Viksit Odisha @2036

After Thoughts

Late President Pranab Mukherjee’s memoir titled ‘The Presidential Years’, will be globally released in January 2021.

As 2020 comes to an end, it will be remembered as a year which shattered lives across the globe on an unprecedented scale. While the health concerns overpowered people’s mind space, there came along a few books, both at the international and national level that drew attention. The latter half of the year has turned out to be a season of tell-all books, one written by former US President Barack Obama, another by former President of India Pranab Mukherjee and also by outgoing US President Donald Trump’s niece Mary Trump.
The books by Obama and Mary Trump deal with US and world politics while the memoirs of Pranab Mukherjee, ‘The Presidential Years’, set to hit the stands next month, dissects, among other things, the malaise afflicting the Congress party and the dangers being posed to the country by the style of functioning of Prime Minister Narendra Modi. Although Pranab’s credibility had taken a beating, yet his exposes may cause some minor flutter both within the BJP and Congress. The Congress had pushed hard for Pranab’s presidential candidature yet he did not bat an eyelid before sacrificing all that his benefactor party stood for by going to the RSS headquarters at Nagpur to get acceptability as the Prime Ministerial candidate, should the BJP not be able to go it alone in 2019. Pranab died a sad man since elections took a completely different turn than what he had envisaged. While many may praise Pranab for his daring commentary in his book about Congress President Sonia Gandhi and former Prime Minister Manmohan Singh, it may be noted that he never uttered a word to correct course in both UPA I and II in both of which he was a very senior minister. Like all others, Pranab’s complicit silence when he enjoyed power has been the bane of the party tottering to collapse.

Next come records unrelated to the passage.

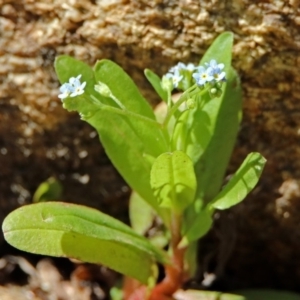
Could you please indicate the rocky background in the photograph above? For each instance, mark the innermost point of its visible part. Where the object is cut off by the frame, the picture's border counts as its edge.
(255, 244)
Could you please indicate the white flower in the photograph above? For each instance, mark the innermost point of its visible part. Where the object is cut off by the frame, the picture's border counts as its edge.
(72, 88)
(175, 78)
(203, 75)
(66, 89)
(215, 66)
(78, 88)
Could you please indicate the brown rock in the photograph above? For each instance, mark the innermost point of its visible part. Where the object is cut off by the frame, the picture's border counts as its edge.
(38, 139)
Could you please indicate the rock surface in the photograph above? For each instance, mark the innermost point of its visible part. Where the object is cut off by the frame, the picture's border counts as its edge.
(38, 139)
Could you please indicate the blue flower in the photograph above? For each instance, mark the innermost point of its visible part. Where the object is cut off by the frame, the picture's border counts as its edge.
(216, 70)
(203, 75)
(175, 78)
(72, 88)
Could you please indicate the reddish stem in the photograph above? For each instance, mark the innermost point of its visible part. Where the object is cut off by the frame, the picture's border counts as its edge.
(174, 273)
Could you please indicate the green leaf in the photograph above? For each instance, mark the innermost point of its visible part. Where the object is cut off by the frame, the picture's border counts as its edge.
(242, 182)
(221, 121)
(60, 229)
(173, 180)
(207, 295)
(131, 140)
(51, 189)
(155, 81)
(224, 119)
(122, 87)
(208, 132)
(261, 294)
(141, 214)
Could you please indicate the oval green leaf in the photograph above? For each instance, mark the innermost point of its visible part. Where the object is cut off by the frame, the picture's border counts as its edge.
(156, 84)
(173, 180)
(75, 231)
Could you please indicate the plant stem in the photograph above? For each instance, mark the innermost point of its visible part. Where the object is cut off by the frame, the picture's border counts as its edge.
(124, 112)
(193, 90)
(174, 273)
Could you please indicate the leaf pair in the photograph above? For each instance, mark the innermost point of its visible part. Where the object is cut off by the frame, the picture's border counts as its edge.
(60, 229)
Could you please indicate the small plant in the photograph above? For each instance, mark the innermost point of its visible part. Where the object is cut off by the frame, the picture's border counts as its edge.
(176, 167)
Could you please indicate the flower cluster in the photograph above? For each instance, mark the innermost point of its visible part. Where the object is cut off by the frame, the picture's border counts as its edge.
(211, 73)
(72, 88)
(177, 73)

Interestingly, most Indians adorning high positions of power, be it political, military, bureaucratic or even corporate, have always preferred to remain silent and partnered all evil deeds. Those who have spoken up or written books, like Pranab, have done so at the end of their physical existence or when they are totally convinced of their irrelevance after losing power. Here is an excerpt from Pranab’s book: “Some members of the Congress have theorized that, had I become the PM in 2004, the party might have averted the 2014 Lok Sabha drubbing.

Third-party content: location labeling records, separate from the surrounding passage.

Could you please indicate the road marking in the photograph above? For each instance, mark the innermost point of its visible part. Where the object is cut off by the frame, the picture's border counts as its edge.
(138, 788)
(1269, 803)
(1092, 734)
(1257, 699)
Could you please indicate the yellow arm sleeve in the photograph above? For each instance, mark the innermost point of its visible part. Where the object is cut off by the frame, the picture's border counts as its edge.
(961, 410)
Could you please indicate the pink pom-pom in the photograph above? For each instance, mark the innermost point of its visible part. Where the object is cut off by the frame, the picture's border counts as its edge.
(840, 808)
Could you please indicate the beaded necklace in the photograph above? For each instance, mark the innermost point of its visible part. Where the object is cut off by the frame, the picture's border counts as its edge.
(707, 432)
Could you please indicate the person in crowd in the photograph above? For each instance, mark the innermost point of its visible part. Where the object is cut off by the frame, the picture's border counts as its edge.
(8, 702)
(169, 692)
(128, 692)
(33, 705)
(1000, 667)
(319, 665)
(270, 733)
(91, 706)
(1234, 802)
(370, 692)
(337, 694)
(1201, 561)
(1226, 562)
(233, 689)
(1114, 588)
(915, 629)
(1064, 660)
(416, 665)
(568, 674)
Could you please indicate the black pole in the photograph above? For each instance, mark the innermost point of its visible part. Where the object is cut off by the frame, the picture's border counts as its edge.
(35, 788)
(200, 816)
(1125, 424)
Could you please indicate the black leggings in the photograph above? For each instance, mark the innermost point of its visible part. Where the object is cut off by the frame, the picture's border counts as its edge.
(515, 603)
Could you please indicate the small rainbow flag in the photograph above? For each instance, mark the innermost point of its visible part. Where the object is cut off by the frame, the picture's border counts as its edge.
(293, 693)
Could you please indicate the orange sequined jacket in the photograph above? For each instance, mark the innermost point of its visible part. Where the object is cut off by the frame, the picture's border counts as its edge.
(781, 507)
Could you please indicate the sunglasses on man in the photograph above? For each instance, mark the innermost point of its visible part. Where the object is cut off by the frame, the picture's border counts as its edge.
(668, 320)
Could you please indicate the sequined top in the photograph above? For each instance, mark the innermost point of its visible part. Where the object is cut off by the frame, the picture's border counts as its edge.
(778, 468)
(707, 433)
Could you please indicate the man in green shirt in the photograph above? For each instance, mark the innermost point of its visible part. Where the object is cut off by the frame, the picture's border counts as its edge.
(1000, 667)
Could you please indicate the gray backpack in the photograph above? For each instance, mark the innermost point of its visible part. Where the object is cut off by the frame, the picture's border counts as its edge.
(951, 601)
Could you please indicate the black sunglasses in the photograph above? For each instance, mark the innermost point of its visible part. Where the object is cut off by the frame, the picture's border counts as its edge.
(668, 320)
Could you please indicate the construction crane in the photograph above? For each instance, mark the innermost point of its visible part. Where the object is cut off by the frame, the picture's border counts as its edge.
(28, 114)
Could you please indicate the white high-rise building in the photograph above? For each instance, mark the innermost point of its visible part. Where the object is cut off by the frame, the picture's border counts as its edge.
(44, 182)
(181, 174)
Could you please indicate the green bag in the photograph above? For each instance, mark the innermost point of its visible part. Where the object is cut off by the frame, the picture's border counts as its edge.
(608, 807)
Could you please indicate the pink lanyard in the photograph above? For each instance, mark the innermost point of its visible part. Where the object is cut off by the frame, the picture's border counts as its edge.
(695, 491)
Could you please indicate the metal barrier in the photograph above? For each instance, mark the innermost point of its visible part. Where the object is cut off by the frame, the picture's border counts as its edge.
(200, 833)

Though I don’t subscribe to this view, I do believe that the party’s leadership lost political focus after my elevation as president.” This shows Pranab as an extremely ungrateful person who was concerned only with his personal aggrandisement but never bothered about keeping the larger interests of the party that gave him all the prominence that he ever attained in his life.

Pranab was never a man of the masses. Most of his career spent as Union Minister was as a Rajya Sabha member. He could wangle a Lok Sabha seat from the Left combine in West Bengal only after decapitating the Congress in that state.

While it is true that the Gandhi family as well as the whole of the Congress has never learnt a lesson and has always preferred to pose a family member as the party head, the other side of the coin also shows that rest of the leaders within the party, starting from Pranab to Sibal have all opted to benefit from the power and pelf but never contributed to the organisation. That is the sole reason for which the Indian National Congress stands decimated and virtually destroyed today.